Knowing that in the age of SMS and Twitter, you are at risk of being diagnosed as mentally disturbed by suggesting that an album containing text corresponding to an eighteen-page document, and where individual songs containing forty-five verses, may still be appealing to the young ones, there really are both catchy words & slogans, this time, too - the hip, cool, fast, urban & modern is also well taken care of, interwoven with the timeless - »It's soon after midnight, and my day has just begun,« »I'm gonna pay in blood, but not my own «, “I wear dark glasses two cover my eyes / There 's secrets in them that I can not disguise ». «I've had my fun / I've had my flings / Gonna shake 'em all down / Like the early Roman kings.» «If love is a sin, then beauty is a crime.» With “Tempest”, the wordmaster expands the already wide vocabulary in his poetry, with a host of new words and concepts – both traditional forms & renewal, as always. In familiar style he uses of course blues and song phrases that have become part of the tradition - be it «Twist and Shout», «Where the buffalo roam» or «It's now or never.» Expressions that should live on in many songs to come, expressions that Dylan helps us remember.

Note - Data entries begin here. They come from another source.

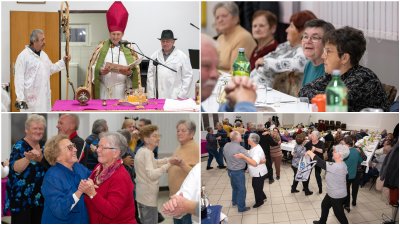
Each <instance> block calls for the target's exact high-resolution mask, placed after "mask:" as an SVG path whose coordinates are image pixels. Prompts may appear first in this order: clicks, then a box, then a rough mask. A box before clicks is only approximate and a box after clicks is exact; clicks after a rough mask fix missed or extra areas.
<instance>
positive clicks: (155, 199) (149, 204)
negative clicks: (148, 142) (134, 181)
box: [134, 147, 170, 207]
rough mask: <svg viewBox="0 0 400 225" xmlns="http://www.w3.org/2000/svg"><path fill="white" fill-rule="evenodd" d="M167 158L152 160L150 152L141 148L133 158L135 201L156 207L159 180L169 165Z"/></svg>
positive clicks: (149, 150) (144, 149)
mask: <svg viewBox="0 0 400 225" xmlns="http://www.w3.org/2000/svg"><path fill="white" fill-rule="evenodd" d="M168 160H169V158H164V159H154V153H153V151H152V150H150V149H148V148H146V147H141V148H140V149H139V151H138V153H137V154H136V156H135V164H134V165H135V172H136V201H137V202H139V203H141V204H143V205H146V206H153V207H157V196H158V192H159V184H158V183H159V179H160V177H161V175H163V173H165V172H167V170H168V168H169V167H170V164H169V163H168Z"/></svg>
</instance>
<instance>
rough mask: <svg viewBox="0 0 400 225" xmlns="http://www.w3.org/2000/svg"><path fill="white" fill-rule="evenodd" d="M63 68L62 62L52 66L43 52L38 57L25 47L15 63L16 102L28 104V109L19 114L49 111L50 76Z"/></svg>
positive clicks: (26, 46)
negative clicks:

While he who searches reportedly will find, if not what he's looking for, it’s ironic, that in a time when we have fifteen million tracks just a few keystrokes away, it isn’t certain that this kind of wealth is a more reliable source of secret treasures, than Dylan's own hunting in the early sixties, where he shamelessly and rudely robbed acquaintances’ record collections. Love & theft. The amount of information & music volume challenge us all, and the ability to sort & prioritize increases day by day. «Too much information about nothing, too much educated rap,» Bob sang in the eighties, a bit prophetic as well, but unaware of how right he would be with respect to a time where the unlimited availability of information is both a blessing and a curse . Who will be our guide? Those who decide playlists on the radio? Record companies? Bob Dylan was always aiming to be one of these guides, both through his own songs, through a significant number of cover songs, especially live, through his one hundred radio programs in the series of «Theme Time Radio Hour,» where he just points to & highlights the major lines and connections both in lyrics and tones through the decades and centuries.
With the two prologue records «Good As I Been To You» (1992) and «World Gone Wrong» (1993) he started, perhaps without quite knowing it, in many ways a new phase of this guiding project, he cleans himself in a bath of tradition, he’s freeing himself artistically on «Time Out of Mind» (1997) by challenging boundaries, before he again goes into his own renaissance on the next three albums, which all contain significant material in the exploration of pre-rock styles. Nevertheless, it is in «Tempest" it all flows together into one irresistible rumbling storm of literary and musical qualities. A great Dylan album, but also a clarification of that this artist, like all artists, are links in different cultural chains. In Dylan's golden chain, there are many strong links. Lucky is he who finds his way into it.
The End.
P.S. This was the short version. D.S.